Bug ID: JDK-4650839 RAS: Vtest hang after 38 hrs 19 mins in hopper

Type: Bug
Component: hotspot
Sub-Component: runtime
Affected Version: 1.4.1

Priority: P1
Status: Closed
Resolution: Won't Fix
OS: linux
CPU: generic,x86

Submitted: 2002-03-11
Updated: 2002-03-28
Resolved: 2002-03-27

RAS: Vtest hang after 38 hrs 19 mins in hopper_04 c1 on linux redhat 7.1

JDK version
=============
java version "1.4.1-beta"
Java(TM) 2 Runtime Environment, Standard Edition (build 1.4.1-beta-b04)
Java HotSpot(TM) Client VM (build 1.4.1-beta-b04, mixed mode)

Platform
=============
Linux 2.4.2-2smp #1 SMP i686 unknown

Error message
=============
Vtest hang after 38 hrs 19 mins in hopper_04 c1 on jtg-linux13

Notes
=============
please check http://jtgb4u4c.sfbay/bigapps for test results tables

How to reproduce bug:
telnet to the hosts shown in web for linux test machine with root/[host name] as id/passwd
goto /bt to execute script and /bs to get the running results
for example:
telnet to jtg-i114 with root/jtg-i114 as id/passwd
execute /bs/runatg.ksh -server
cd to /bt/atgxxx.xxx-server to get the results
###@###.### 2002-03-11

EVALUATION One thread is in _thread_new, however, the creating thread has already called os::start_thread() on it. Looks like the start thread event got lost. ###@###.### 2002-03-12 There is another type of hang in vmark. VM thread couldn't grab the Threads_lock in SafepointSynchronize::begin(), although the _owner of Threads_lock is 0x0. Looking into the pthread_mutex_lock frames, it appears the underlying _mutex of Threads_lock is indeed locked by some thread. This probably will need a different bugid. To reproduce the hang: > java COM.volano.Main > repeat 1000 java COM.volano.Mark -count 1 ###@###.### 2002-03-14 I am tracking the second type hang with bug id 4654490 ###@###.### 2002-03-18 Both this hang and 4654490 are caused by a bug in 2.4 SMP kernel. It appears 2.4 SMP kernel sometimes may hand out duplicate PID if two processes are creating threads at the same time.
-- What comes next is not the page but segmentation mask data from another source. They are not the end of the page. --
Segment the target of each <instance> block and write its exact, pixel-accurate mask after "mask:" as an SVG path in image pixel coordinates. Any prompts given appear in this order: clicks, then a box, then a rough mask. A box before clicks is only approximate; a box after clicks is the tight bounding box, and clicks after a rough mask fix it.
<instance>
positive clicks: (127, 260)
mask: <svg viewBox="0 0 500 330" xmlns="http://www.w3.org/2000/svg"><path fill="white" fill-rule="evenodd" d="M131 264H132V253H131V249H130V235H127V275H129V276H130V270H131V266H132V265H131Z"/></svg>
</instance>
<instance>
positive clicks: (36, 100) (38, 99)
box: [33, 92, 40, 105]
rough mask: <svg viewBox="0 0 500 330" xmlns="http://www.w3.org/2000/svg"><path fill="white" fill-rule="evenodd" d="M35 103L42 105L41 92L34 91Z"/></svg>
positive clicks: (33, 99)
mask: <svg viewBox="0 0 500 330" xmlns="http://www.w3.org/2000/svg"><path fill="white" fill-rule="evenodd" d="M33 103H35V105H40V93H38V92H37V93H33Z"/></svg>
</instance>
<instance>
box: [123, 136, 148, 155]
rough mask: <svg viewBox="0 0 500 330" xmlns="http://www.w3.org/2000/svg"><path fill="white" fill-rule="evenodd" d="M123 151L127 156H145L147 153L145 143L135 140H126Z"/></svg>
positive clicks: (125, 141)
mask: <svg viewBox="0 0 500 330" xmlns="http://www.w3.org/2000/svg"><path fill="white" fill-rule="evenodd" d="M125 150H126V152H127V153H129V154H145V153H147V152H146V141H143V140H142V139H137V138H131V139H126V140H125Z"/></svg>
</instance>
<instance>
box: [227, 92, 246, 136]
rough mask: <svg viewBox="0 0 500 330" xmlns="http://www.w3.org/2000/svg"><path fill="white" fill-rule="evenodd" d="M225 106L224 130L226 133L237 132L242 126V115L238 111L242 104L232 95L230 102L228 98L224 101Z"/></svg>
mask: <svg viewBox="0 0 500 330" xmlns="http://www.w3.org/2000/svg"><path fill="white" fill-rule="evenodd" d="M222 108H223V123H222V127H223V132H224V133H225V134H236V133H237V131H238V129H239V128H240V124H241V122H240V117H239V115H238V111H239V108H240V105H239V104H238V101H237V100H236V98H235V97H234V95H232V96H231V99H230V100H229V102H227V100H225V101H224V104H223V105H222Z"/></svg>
Indeed, I can reproduce the problem of duplicate PID with a C testcase just using "fork". Note that each thread on Linux is essentially a process and must have a unique PID. If two threads are created with the same PID, signals that are meant to start a newly created thread or to wake up a thread blocked in pthread_mutex_lock() or pthread_cond_wait() may get delivered to the wrong thread (LinuxThreads uses "kill(PID, )" to implement pthread_kill() and to restart a sleeping thread). If that happens, we may end up with a hanging VM because some of its threads never wake up. In the Java testcase, when VMark hangs, I can see duplicate PIDs with this command: [root@jtg-linux1 /root]# ps -A|sort|uniq -D 26829 ? 00:00:00 java 26829 ? 00:00:00 java It looks like this kernel race has been fixed in kernel 2.4.18. The changelog of 2.4.18 contains: - Fix SMP race on PID allocation (Erik A. Hendriks) This hang and 4654490 are not reproducible when vmark is run on kernel 2.4.18. Note that kernel 2.4.18 is included in Redhat 7.3 beta. If you want to change to RedHat 7.3, please also see bug 4654443. ###@###.### 2002-03-26

26-03-2002